Disinformation has become an increasing concern for European policymakers and the broader public, raising pressing questions about safeguarding political discourse and institutional trust in an evolving digital landscape. This focus paper begins by mapping the current landscape of disinformation policies within the European Union, including public and private regulatory approaches. While significant efforts have been made— particularly in targeting foreign information manipulation—we argue that existing policy frameworks overlook important aspects of how disinformation works. Above all, there is a lack of attention to the issue of credibility: how individuals determine whether information is trustworthy and what role identity cues play in their assessments.

To address this gap, we conducted a survey experiment to understand how young people evaluate the credibility of online content. The experiment involved 152 university students at the undergraduate and postgraduate levels. Respondents were sorted into different groups based on their self-identified gender and country of origin at the beginning of the survey. They were then asked to assess the credibility of a series of social media posts covering a range of topics. Finally, respondents were invited to reflect in writing on the reasons behind their evaluations, allowing us to compare quantitative trust ratings with qualitative reasoning.

Our findings confirm that content quality remains the strongest predictor of perceived credibility. However, they also reveal that subtle identity cues—such as a shared gender or national background between the respondent and the post’s author—exert a small but consistent influence on trust evaluations. These effects often occur below the level of conscious awareness, suggesting that social proximity and identity alignment can shape how people perceive truth, even when they believe they are evaluating content objectively.
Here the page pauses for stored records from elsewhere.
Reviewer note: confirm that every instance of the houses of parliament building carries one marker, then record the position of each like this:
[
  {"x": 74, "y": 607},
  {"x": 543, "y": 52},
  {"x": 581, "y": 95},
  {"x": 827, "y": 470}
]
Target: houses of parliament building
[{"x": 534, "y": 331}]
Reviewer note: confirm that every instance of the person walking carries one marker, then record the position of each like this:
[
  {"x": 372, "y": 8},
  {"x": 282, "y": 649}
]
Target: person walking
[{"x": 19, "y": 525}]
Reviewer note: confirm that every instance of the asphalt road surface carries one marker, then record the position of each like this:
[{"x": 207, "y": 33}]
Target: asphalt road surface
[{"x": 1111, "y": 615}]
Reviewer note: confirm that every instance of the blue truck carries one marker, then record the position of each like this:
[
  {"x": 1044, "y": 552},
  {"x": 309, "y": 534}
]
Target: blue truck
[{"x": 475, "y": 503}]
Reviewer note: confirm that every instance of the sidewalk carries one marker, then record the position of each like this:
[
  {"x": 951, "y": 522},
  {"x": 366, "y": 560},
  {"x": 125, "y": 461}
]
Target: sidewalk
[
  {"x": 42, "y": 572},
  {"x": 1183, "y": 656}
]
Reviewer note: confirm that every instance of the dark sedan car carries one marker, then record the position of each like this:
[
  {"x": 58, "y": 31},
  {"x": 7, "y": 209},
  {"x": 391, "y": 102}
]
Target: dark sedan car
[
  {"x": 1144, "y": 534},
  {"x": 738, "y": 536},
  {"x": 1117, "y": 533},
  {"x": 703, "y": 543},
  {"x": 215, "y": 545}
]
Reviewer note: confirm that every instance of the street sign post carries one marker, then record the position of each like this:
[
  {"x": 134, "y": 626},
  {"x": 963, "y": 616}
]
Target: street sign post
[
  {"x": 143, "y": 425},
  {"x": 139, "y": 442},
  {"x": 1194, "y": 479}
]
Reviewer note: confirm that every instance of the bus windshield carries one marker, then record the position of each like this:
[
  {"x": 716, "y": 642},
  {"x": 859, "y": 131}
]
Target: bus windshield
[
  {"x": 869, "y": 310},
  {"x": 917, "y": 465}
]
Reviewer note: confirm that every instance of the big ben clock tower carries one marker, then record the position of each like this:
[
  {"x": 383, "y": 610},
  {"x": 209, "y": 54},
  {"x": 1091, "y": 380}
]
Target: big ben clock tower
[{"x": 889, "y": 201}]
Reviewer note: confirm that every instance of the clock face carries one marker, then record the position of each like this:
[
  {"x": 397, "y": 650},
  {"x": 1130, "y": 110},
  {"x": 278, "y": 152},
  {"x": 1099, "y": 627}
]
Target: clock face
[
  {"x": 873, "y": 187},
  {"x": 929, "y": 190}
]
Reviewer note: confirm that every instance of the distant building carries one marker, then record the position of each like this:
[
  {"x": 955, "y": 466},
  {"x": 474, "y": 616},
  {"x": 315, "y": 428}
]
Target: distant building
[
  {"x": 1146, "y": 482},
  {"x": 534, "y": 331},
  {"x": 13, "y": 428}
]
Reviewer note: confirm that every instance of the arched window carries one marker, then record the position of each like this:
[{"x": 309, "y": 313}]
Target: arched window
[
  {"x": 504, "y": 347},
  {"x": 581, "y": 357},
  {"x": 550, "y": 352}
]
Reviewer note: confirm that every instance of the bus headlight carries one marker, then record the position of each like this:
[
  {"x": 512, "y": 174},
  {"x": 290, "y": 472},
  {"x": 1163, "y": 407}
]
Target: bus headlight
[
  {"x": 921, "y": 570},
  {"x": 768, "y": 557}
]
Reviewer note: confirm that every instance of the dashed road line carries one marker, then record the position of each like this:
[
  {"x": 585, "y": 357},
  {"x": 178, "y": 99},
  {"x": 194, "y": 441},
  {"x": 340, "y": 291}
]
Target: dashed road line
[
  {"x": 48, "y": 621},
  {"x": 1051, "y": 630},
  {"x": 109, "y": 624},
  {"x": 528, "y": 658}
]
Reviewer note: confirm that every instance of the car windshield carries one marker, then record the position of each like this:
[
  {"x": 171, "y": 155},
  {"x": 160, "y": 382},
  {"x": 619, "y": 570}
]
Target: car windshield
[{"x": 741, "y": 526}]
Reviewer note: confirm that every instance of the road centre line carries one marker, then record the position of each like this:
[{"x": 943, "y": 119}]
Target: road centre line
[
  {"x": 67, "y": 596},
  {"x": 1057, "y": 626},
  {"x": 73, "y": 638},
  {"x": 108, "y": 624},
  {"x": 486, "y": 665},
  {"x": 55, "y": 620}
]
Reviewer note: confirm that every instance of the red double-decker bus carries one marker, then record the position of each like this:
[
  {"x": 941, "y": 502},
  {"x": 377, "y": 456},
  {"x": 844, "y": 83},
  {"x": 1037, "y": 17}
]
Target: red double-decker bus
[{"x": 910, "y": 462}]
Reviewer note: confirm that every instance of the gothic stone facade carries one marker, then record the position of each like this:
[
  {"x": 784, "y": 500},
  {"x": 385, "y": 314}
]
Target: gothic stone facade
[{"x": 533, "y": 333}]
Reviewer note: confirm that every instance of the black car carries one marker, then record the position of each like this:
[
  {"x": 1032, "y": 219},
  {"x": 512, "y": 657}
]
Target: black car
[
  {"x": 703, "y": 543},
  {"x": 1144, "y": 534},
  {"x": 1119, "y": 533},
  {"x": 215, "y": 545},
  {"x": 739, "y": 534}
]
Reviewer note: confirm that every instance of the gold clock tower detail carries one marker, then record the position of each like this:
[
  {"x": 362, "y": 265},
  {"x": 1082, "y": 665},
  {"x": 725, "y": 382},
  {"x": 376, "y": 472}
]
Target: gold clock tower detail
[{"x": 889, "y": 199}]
Notably, the results also challenge some common assumptions: posts from authors with Anglo-American names, often associated with epistemic authority, were not rated as more credible, and male-presenting sources were not favored over female-presenting ones.
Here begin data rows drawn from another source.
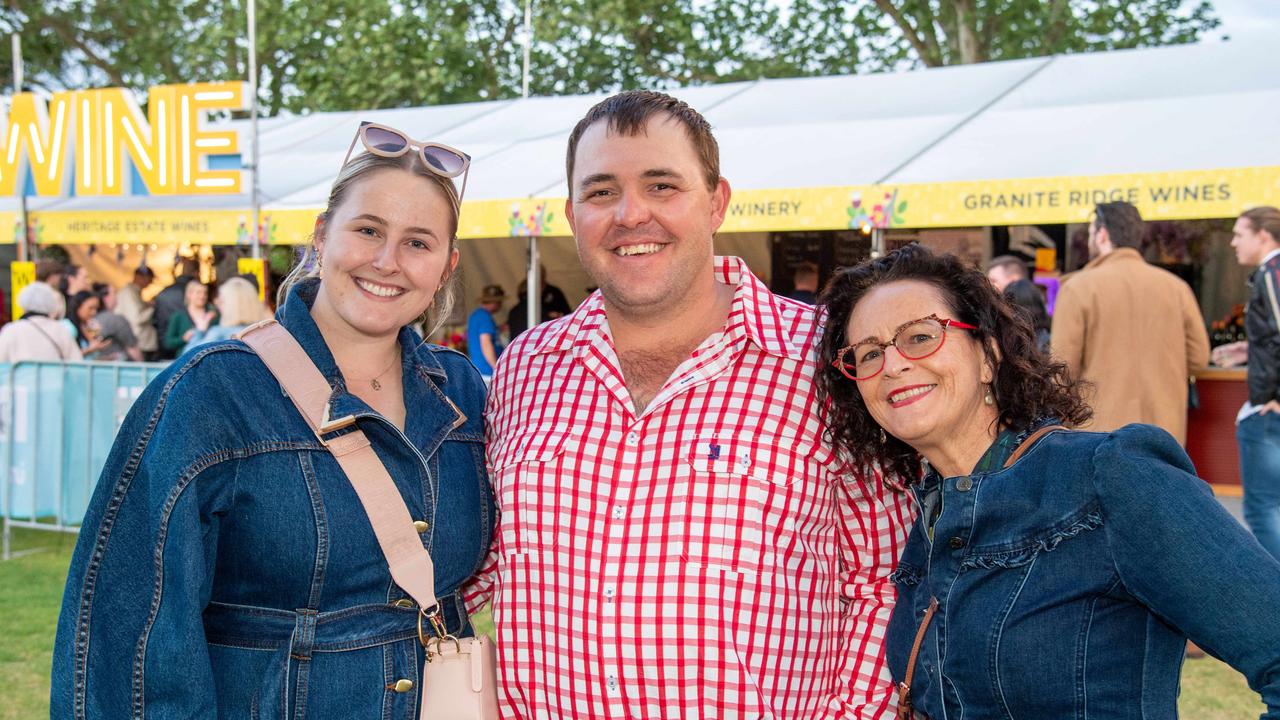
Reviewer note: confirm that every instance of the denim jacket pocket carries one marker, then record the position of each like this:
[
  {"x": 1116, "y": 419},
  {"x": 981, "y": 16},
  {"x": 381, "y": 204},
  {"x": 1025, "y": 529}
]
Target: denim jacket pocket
[
  {"x": 735, "y": 502},
  {"x": 1022, "y": 551},
  {"x": 526, "y": 469}
]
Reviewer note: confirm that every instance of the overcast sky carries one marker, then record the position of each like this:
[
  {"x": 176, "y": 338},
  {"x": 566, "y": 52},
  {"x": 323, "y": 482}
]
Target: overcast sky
[{"x": 1247, "y": 18}]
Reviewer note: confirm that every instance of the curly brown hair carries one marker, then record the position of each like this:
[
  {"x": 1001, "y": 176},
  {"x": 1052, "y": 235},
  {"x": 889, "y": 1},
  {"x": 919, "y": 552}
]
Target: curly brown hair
[{"x": 1029, "y": 384}]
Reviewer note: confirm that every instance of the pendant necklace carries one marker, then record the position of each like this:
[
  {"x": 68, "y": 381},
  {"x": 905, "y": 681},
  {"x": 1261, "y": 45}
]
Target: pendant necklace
[{"x": 373, "y": 382}]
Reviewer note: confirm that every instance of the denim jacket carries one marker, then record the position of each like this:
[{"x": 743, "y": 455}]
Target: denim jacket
[
  {"x": 225, "y": 566},
  {"x": 1069, "y": 583}
]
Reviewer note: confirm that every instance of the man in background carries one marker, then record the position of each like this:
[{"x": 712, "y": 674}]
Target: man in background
[
  {"x": 1257, "y": 427},
  {"x": 140, "y": 313},
  {"x": 1132, "y": 329},
  {"x": 483, "y": 345},
  {"x": 554, "y": 305},
  {"x": 1006, "y": 269},
  {"x": 172, "y": 300}
]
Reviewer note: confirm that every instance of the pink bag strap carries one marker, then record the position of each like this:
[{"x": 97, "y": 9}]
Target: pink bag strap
[{"x": 410, "y": 564}]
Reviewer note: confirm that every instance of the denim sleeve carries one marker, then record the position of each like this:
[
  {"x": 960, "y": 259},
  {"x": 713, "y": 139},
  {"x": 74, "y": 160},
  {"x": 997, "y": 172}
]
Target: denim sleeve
[
  {"x": 1187, "y": 559},
  {"x": 131, "y": 638}
]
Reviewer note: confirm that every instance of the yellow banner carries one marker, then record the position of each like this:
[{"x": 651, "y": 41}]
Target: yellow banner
[
  {"x": 254, "y": 267},
  {"x": 1160, "y": 196},
  {"x": 155, "y": 227},
  {"x": 21, "y": 274}
]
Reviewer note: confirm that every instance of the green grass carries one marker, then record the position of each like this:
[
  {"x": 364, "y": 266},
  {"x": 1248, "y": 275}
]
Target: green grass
[
  {"x": 31, "y": 588},
  {"x": 31, "y": 591}
]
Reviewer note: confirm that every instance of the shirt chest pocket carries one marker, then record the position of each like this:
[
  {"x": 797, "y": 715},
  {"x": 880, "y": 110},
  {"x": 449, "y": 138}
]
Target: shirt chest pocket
[
  {"x": 528, "y": 468},
  {"x": 736, "y": 504}
]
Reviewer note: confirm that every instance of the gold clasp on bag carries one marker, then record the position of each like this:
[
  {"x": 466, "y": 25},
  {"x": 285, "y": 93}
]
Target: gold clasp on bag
[{"x": 442, "y": 633}]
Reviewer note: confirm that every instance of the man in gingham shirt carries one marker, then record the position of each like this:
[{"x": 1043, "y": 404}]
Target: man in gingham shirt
[{"x": 676, "y": 538}]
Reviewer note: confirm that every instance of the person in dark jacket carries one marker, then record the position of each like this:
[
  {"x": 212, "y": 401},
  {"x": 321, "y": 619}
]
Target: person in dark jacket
[
  {"x": 1048, "y": 570},
  {"x": 170, "y": 301},
  {"x": 1028, "y": 297},
  {"x": 1257, "y": 427},
  {"x": 225, "y": 566}
]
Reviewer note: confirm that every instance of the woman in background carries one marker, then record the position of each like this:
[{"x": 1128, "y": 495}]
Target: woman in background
[
  {"x": 40, "y": 333},
  {"x": 196, "y": 315},
  {"x": 238, "y": 308}
]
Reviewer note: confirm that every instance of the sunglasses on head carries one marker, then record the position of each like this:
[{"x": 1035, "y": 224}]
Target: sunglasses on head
[{"x": 391, "y": 142}]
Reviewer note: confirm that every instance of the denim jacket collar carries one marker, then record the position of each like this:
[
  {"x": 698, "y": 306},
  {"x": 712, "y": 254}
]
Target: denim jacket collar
[{"x": 296, "y": 318}]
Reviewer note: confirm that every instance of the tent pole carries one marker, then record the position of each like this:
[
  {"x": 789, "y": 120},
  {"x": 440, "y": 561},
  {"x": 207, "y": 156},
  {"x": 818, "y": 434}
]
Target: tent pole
[
  {"x": 23, "y": 250},
  {"x": 534, "y": 285},
  {"x": 252, "y": 114}
]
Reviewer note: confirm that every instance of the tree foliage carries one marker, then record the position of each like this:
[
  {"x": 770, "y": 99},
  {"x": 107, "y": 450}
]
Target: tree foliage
[{"x": 346, "y": 54}]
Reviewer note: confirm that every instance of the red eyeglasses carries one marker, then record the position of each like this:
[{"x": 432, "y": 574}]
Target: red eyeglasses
[{"x": 915, "y": 340}]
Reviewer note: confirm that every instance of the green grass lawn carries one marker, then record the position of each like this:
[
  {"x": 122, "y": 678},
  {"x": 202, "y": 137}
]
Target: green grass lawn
[{"x": 31, "y": 588}]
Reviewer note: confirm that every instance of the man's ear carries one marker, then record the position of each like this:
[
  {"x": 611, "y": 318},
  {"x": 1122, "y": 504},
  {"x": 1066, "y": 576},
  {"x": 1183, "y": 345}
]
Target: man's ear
[
  {"x": 720, "y": 203},
  {"x": 568, "y": 215}
]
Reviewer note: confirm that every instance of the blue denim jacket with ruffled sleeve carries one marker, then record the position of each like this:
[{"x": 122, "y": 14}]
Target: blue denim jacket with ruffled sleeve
[
  {"x": 225, "y": 566},
  {"x": 1069, "y": 583}
]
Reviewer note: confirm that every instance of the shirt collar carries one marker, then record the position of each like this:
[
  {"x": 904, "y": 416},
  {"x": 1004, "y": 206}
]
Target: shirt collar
[
  {"x": 1125, "y": 253},
  {"x": 763, "y": 318}
]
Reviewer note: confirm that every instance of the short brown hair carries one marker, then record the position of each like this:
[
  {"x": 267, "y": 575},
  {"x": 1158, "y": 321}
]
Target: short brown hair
[
  {"x": 1123, "y": 223},
  {"x": 627, "y": 113},
  {"x": 1265, "y": 218}
]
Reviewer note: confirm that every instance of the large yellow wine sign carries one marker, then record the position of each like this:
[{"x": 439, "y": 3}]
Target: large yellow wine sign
[{"x": 86, "y": 136}]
Taken together, our findings underline that perceived credibility of information is not a fixed quality but shaped by content, identity, and situational cues. Disinformation policies may therefore fall short if they do not account for these more subjective dynamics of trust.
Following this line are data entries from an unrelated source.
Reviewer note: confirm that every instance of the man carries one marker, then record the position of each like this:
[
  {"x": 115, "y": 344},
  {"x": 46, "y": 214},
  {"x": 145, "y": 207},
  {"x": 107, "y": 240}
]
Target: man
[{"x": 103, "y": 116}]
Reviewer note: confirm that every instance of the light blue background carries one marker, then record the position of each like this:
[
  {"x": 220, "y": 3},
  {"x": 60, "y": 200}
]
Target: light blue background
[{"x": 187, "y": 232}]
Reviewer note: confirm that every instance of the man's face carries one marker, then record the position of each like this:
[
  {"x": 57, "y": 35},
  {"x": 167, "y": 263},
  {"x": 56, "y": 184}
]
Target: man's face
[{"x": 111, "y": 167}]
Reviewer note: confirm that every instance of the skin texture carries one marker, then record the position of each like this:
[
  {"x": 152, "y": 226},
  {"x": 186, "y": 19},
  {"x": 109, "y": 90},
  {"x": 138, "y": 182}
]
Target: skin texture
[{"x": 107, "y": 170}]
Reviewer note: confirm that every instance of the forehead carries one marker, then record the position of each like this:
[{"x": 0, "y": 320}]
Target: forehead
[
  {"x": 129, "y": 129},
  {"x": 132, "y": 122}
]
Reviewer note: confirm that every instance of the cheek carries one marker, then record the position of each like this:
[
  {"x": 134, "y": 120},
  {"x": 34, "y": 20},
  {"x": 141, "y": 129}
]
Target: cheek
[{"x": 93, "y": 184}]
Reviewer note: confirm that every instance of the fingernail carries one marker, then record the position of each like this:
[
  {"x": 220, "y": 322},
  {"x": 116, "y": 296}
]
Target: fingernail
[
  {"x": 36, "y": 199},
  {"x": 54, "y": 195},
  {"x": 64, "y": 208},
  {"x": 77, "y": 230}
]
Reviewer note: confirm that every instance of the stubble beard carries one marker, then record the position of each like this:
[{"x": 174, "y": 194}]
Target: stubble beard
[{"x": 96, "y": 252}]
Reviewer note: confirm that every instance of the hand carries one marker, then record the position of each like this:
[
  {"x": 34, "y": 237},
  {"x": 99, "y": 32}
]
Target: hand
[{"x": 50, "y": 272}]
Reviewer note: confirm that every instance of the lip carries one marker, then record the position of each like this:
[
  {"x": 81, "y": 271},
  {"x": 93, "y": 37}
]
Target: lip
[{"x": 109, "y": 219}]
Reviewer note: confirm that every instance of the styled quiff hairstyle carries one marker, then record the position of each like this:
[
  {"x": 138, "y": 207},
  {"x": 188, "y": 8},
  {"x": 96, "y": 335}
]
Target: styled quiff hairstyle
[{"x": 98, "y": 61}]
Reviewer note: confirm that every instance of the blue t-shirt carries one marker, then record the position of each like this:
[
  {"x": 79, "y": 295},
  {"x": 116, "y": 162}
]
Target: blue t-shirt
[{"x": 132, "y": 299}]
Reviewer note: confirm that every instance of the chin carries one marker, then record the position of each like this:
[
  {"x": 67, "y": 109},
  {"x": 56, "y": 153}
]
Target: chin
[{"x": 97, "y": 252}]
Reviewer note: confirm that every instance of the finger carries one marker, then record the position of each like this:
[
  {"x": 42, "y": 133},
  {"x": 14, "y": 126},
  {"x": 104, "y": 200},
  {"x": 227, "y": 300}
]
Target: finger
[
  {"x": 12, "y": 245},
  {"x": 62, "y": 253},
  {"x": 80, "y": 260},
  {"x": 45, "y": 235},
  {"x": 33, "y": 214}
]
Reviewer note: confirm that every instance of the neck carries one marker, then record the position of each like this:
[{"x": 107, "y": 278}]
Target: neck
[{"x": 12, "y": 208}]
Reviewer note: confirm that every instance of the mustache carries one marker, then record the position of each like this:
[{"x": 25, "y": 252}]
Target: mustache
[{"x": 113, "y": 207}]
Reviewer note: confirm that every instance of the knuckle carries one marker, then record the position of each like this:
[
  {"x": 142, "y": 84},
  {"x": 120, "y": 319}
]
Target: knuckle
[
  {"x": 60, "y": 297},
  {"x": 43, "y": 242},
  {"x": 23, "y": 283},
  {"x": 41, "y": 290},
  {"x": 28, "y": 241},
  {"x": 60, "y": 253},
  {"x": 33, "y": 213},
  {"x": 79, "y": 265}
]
In terms of policy recommendations, we suggest the following:

  • Countering disinformation will require adaptive communication strategies that reflect changing digital habits—especially among younger audiences moving toward newer platforms.
  • Effective responses must go beyond enforcement and fact-checking. They must include pre-bunking and media literacy initiatives sensitive to identity dynamics, and outreach that respects audience diversity rather than assuming universal standards of credibility.
  • A one-size-fits-all approach to trust will not suffice. Instead, the EU must pursue a more flexible, inclusive, and evidence-based strategy—one that addresses not only the what of disinformation but also the why of belief.

 

Key words: disinformation, credibility, source cues, experiment.